Network transparency. X11 has it. Wayland doesn't. Wayland's devs tend to handwave the problem, either claiming it will somehow be implemented once they work on the other laundry list of things they want first, or claiming it's a niche requirement nobody wants or uses.
Well, it is a niche requirement and they simply do not care about the few users - even denying that they exist (I use it everyday and remotely over ssh and it works well for me). The aim of all these efforts in not the desktop anyway, but mobile or embedded devices. For the desktop Wayland will have no advantage. But they still somehow convinced a lot of people who do not understand anything about how that X somehow limits performance of the graphics stack so it must be replaced.
On top of that they're doing the #1 thing you're not supposed to do in development: completely rewriting a working system.
If they would just rewrite something it would be ok with me. The problem is breaking compatibility at the protocol level. This is really stupid.
X11's main flaw is that it's supposed to be inefficient. It might be, but I've never noticed any significant difference between user interface performance on Ubuntu vs Windows or Mac.

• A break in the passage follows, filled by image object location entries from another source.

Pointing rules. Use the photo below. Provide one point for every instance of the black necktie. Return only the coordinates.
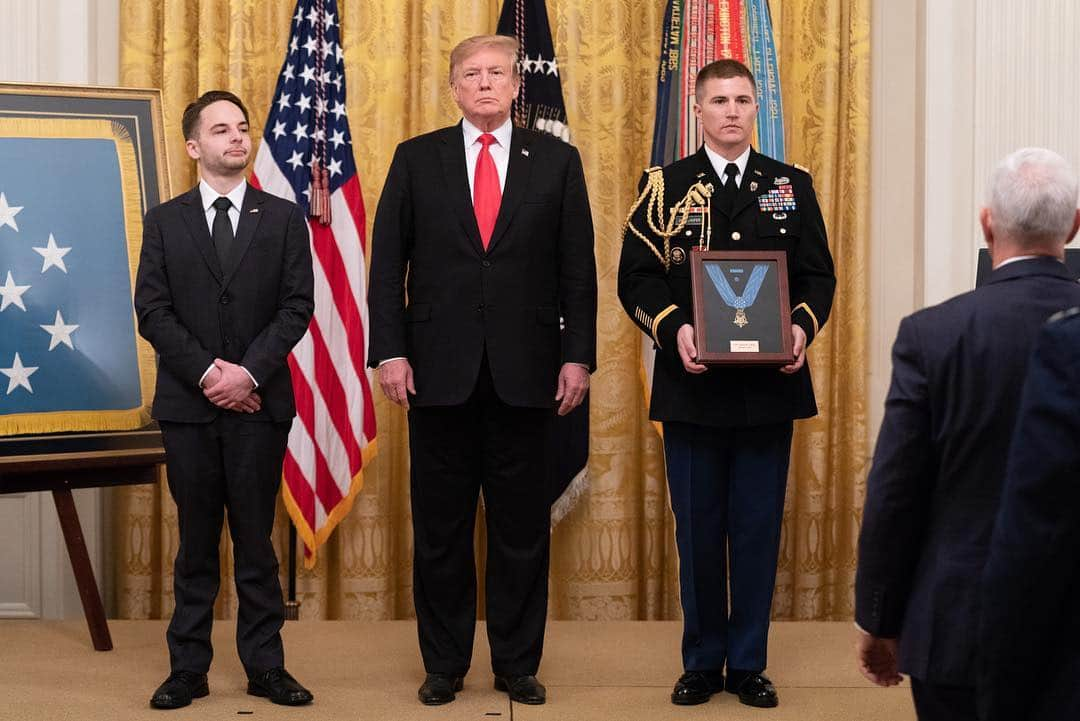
(730, 189)
(223, 229)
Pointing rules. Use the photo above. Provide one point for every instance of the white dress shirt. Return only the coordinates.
(500, 153)
(719, 162)
(237, 198)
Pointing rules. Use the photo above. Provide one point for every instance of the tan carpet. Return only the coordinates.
(594, 671)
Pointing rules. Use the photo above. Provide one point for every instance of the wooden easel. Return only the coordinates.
(61, 473)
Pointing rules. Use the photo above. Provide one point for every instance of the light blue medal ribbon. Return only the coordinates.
(728, 294)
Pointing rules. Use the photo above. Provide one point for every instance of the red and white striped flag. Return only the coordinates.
(306, 157)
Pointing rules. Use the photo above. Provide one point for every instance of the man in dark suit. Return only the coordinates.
(1029, 630)
(485, 229)
(933, 488)
(727, 430)
(224, 293)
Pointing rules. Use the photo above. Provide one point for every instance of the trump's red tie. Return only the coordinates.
(486, 191)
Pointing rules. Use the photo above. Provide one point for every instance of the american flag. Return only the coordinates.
(307, 139)
(69, 356)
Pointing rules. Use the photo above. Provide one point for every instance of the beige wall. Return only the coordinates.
(52, 41)
(957, 85)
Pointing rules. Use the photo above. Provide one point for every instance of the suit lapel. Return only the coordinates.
(514, 189)
(451, 150)
(250, 217)
(196, 219)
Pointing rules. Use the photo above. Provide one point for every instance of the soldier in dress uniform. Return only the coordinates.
(727, 430)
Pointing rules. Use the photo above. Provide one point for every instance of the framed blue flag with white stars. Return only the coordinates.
(79, 167)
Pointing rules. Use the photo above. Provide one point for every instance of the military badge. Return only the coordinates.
(696, 215)
(778, 200)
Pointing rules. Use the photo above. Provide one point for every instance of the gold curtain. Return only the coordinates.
(612, 557)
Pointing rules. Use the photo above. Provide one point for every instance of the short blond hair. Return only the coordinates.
(469, 46)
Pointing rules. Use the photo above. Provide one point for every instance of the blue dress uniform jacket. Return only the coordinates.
(934, 486)
(659, 298)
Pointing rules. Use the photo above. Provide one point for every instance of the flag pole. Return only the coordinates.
(292, 606)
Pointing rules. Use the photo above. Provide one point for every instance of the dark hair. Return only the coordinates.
(190, 122)
(721, 69)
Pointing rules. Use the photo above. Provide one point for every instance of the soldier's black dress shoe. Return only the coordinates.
(696, 688)
(522, 689)
(439, 689)
(179, 689)
(753, 689)
(280, 688)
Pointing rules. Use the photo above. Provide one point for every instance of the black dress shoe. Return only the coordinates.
(439, 689)
(280, 688)
(753, 689)
(522, 689)
(179, 689)
(696, 688)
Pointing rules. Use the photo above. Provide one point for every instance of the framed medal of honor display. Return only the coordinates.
(741, 309)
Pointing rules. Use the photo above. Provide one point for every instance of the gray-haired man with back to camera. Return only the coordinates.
(933, 489)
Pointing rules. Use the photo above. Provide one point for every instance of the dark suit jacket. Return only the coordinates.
(1029, 635)
(933, 489)
(462, 300)
(659, 299)
(252, 312)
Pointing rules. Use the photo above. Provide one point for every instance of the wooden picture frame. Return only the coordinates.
(79, 168)
(742, 315)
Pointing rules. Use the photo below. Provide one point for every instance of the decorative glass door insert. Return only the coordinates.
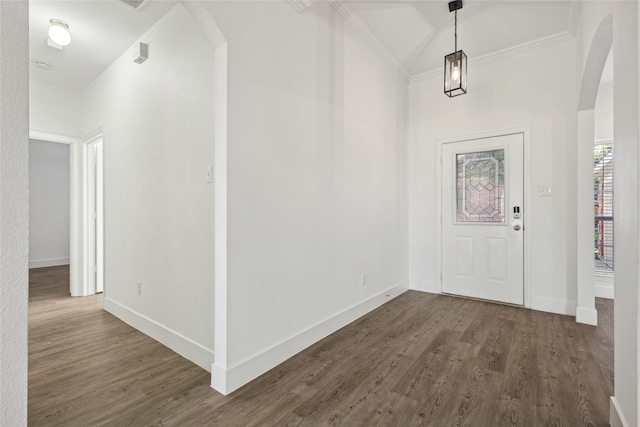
(480, 186)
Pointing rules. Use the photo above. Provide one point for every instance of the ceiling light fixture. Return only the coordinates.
(59, 32)
(455, 64)
(43, 65)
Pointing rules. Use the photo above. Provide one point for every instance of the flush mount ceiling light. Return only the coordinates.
(455, 64)
(43, 65)
(59, 32)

I think much of it is "This sub-nanosecond operation that is only called once or twice every frame takes THREE TIMES AS LONG under X11 as it should!" type purism.
There is no fundamental benefit with respect to performance as Wayland and modern X clients basically work in the same way when operating locally. Somehow people believe that the old rendering APIs supported by X for backwards compatibility somehow prevent modern clients to do things efficiently. This is completely untrue as X has been extended with modern interfaces. There could be some performance benefit because Wayland basically merges the X Server, window manager, and the compositing manager. Of course, this could be done in X as well without breaking the protocols.